Uno puede subirse al primer piso del Starbucks's Café y dar codazos (o pedir permiso) para pegar la nariz en cualquiera de sus ventanales, siempre repletos de gente, o intentar, tarea más complicada, hacerse un hueco en una de las ventanas del Hotel Hyatt. Y, desde cualquiera de esos faros, de esos mástiles de vigía, observar el baile del paso cebra. Es realmente algo impresionante. Porque todo empieza, créanme, como las batallas de 'Braveheart': cientos de personas en un lado y cientos de personas enfrente. Y hasta que no se ponen, al unísono, los cinco semáforos en rojo (y se detienen los ríos de coches), nadie se mueve. Y, cuando la marea se mueve, parece el escenario del Liceu en el mejor 'Lago de los cisnes'. Puro Ballet.

Las gentes fluyen inmersas en un caos ordenado, organizado, sin un solo choque, con aceleraciones y frenazos, pero todo controladísimo. No es menos cierto que el 85% de esos peatones realizan esa operación a diario y, tal vez, tal vez, de ida y vuelta. Pero no por ello deja de tener mérito ese ballet, que a los ojos del turista, a los ojos de aquel ingenuo que pensaba que no había nada más coordinado, gracioso y divertido que el caminar de John, Ringo, Paul y Georges. Fallé. Shibuya es Abbey Road cada día, cada dos minutos, 365 días al año. Japón no hace fiesta. Tokio no descansa. Shibuya no duerme.

Una historia de amor

Pero es que Shibuya (e igual esta historia algunos de ustedes también la conocen), además de ser punto de encuentro de millones de habitantes y turistas, es lugar de peregrinación para homenajear a Hachiko, cuya estatua, siempre condecorada, siempre con flores, siempre pulida, preside todo el ir y venir de esa marea de miles y miles de personas. Porque Hachiko y su dueño, encarnado por Richard Gere en una película estrenada en el 2009 ('Siempre a tu lado, Hachiko'), es una de las historias de amor más bellas que existen. Y cierta. De ahí la hermosura entre la tradición que envuelve la vida y muerte de Hachiko, y la modernidad, el desenfreno y el trasiego del punto del mundo más concurrido.

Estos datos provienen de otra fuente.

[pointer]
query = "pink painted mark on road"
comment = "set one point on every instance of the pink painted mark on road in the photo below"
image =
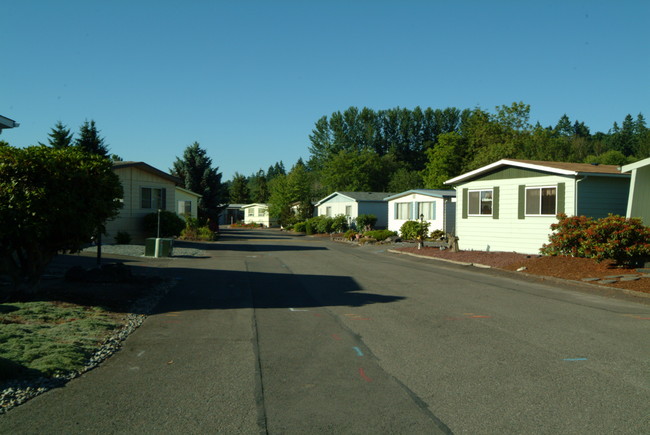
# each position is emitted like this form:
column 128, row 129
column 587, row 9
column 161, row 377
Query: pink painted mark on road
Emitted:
column 363, row 375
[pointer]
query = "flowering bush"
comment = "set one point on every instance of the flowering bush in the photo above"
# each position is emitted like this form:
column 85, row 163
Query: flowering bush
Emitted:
column 626, row 241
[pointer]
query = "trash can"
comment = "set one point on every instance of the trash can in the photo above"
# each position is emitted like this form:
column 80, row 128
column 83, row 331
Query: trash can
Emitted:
column 155, row 247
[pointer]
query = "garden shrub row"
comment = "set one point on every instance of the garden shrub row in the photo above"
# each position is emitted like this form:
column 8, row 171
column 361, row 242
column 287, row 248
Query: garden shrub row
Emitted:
column 626, row 241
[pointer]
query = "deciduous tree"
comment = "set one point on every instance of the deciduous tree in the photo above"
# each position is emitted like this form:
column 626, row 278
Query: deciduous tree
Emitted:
column 51, row 200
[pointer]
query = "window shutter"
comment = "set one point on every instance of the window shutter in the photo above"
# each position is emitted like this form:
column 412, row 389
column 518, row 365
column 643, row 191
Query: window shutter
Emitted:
column 521, row 204
column 465, row 196
column 561, row 193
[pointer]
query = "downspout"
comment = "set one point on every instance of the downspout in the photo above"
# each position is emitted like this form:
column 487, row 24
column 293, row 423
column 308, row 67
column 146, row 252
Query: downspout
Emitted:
column 575, row 195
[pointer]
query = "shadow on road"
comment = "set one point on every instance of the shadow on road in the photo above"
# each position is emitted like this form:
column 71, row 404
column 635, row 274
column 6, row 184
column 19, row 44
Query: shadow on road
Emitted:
column 226, row 289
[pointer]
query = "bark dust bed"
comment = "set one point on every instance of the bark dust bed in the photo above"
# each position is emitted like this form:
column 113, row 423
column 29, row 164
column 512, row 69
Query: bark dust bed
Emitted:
column 571, row 268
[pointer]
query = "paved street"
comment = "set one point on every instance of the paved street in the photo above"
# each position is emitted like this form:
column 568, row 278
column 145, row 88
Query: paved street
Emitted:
column 271, row 333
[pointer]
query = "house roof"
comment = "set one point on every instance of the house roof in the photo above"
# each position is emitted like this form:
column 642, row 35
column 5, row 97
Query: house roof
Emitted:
column 636, row 165
column 428, row 192
column 7, row 123
column 358, row 196
column 189, row 192
column 148, row 168
column 561, row 168
column 256, row 204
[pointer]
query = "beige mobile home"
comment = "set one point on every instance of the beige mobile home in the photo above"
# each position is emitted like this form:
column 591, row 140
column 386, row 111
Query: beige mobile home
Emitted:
column 146, row 190
column 353, row 204
column 258, row 214
column 510, row 205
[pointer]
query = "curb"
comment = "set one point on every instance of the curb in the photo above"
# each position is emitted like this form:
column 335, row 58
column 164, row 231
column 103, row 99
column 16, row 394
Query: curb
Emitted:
column 528, row 275
column 462, row 263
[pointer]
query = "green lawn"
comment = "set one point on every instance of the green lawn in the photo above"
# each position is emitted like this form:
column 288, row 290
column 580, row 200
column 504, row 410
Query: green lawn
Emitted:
column 43, row 338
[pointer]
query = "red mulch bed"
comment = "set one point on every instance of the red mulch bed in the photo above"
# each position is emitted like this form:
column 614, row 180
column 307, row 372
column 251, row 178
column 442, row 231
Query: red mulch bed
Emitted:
column 571, row 268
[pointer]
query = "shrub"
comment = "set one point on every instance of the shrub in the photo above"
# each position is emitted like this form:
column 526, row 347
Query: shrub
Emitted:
column 366, row 222
column 170, row 224
column 339, row 223
column 122, row 238
column 380, row 235
column 319, row 225
column 410, row 230
column 626, row 241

Hachiko era un perro de raza akita que se perdió en un traslado en tren. El mozo de la estación bajó su caja, con él dentro, y la subió a un carro de maletas. En el traslado, el carro pilló un bache y la caja saltó, se estrelló contra el suelo, se rompió y Hachiko quedó solo en la calle. Hasta que Eisaburo Ueno, catedrático de Agricultura de la Universidad Imperial de Tokio, se lo encontró. Trató de colocarle el can a su hija, pero esta lo rechazó. Y le cogió tanto, tanto, tanto cariño, que profesor y chucho se convirtieron en una pareja inseparable. Hasta el extremo de que cada día, Ueno, que debía coger el tren en la estación de Shibuya para ir y volver a la universidad, se lo llevaba hasta esa plaza y lo dejaba allí esperándole.

Triste desenlace

Estamos hablando de inicios de los años 20 y las gentes que transitaban por Shibuya, lo ven, muchas de ellas las mismas cada día, simpatizaron con Hachiko haciéndole más agradable y llevadera la espera, la llegada de su amo. Y así pasaron los años hasta que un día de mayo de 1925, Ueno sufrió una hemorragia cerebral en plena clase en la Facultad de Agricultura. Y falleció en la tarima donde impartía clases.

Por la noche, Hachiko se acercó, como siempre, como era costumbre en él, a la estación a esperar la llegada de su dueño. Pero Ueno no llegó. Nada ni nadie logró convencer al perro de que se moviese de aquella plaza. Y allí vivió, rodeado de las gentes que le habían entretenido diariamente la espera, hasta que, nueve años después de fallecer su dueño, Hachiko murió de viejo. Cansado, sin duda, de esperar.